I know lots of people who consider “politician” a dirty word. They figure it describes someone who’ll utter whatever contradictions it takes to please different voters. In that respect, I’d consider Claire McCaskill a politician. On her website, she pretends she understands the seriousness of global warming:
Global warming threatens our health, our environment and our national security. In Missouri, warmer average temperatures could increase heat-related deaths in the summer months and infection of insect-born diseases, such as West Nile Virus. It will also contribute to droughts and floods that lead to property damage. Over time, these higher temperatures are expected to alter the state’s environment — changing the trees in our forests, the fish in our rivers and further reducing the state’s vanishing wetlands.
Then she opposes the cap and trade legislation.
I expect that kind of behavior from Kit Bond. Senator Briggs & Stratton says, oh sure he says, that global warming is a problem, but three years ago he opposed lawn mower emissions reform. A lawn mower can emit as much air pollution in an hour as a car does in 13 hours, but Bond stopped Feinstein’s legislation because Briggs & Stratton had two plants in Missouri.
Someday, he’ll be saying, “Well, we would have saved the planet, but we figured it would cost too much.” Or maybe, in a rare fit of honesty, he’ll be more specific: “Well, we would have saved the planet, but it would have damaged the bottom line for Briggs & Stratton and Peabody Coal.”
Now Bond is saying the same thing about cap and trade as he did about lawn mowers:
“This is being pushed, absolutely, by the people of California and the people of New England who don’t rely on coal for electricity,” he said.
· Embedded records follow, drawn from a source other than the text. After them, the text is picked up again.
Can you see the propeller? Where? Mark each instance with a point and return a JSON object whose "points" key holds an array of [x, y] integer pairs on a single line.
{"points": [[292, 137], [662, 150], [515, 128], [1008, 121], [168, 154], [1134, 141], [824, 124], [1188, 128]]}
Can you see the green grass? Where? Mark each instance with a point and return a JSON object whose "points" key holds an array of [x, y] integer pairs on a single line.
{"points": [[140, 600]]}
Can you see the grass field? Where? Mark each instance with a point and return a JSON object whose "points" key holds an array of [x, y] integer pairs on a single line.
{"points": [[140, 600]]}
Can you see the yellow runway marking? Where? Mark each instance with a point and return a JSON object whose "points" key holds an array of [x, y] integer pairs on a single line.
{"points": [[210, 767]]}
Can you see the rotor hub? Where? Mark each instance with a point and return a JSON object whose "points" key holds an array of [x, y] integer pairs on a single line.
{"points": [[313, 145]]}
San Francisco flower children did not dream up this legislation. And the maddening part is that cap and trade will not cost coal dependent states more. As Clark pointed out here:
Congress Matters has a handy summary of the American Clean Energy and Security Act which points out that 32% of the allowances through 2025 will be given to regulated utilities to keep electricity rates low for consumers.
Furthermore, investing in alternative energy will give our economy a huge boost. What will cost us is if we’re late coming to the alternative energy industry. China is already revving up, getting seriously into building windmill generators.
But. I expect ideological, short sighted foot dragging from Kit Bond.
The galling part is that I’ve come to expect short sighted foot dragging from Claire McCaskill as well. Last June, she tweeted that coal dependent states would end up paying too much under cap and trade. At least she didn’t repeat that canard in the Wednesday Post-Dispatch article, but she did bemoan the need for all these regulations:
“I haven’t been convinced yet that the cap-and-trade system is the way to address climate change,” she said. “We don’t want to create another market that is fraught with problems and not enough oversight. We just went through a meltdown because of problems with Wall Street and investment firms.”
Two observations: First, the problem with Wall Street wasn’t too much regulation but too little. And second, waiting around for the spirit of cooperation to move all American businesses is a recipe for disaster. You want more oversight? Add amendments to the bill.
Her other objection is that she doesn’t want us to let China and India continue to pollute while we play the sucker and rein in our emissions. Cutting our air pollution doesn’t make us a sucker. It positions us to deal with a planet that is changing. And besides, you sound like a five year old whining that Bobby got a bigger piece of the cake than you did. I want my Democratic senator to be an adult, who, by example, leads Americans–and Chinese, and Indians–to do what they know they must.
Repeat after me, Claire. Save the damn planet! Do not fiddle while earth burns.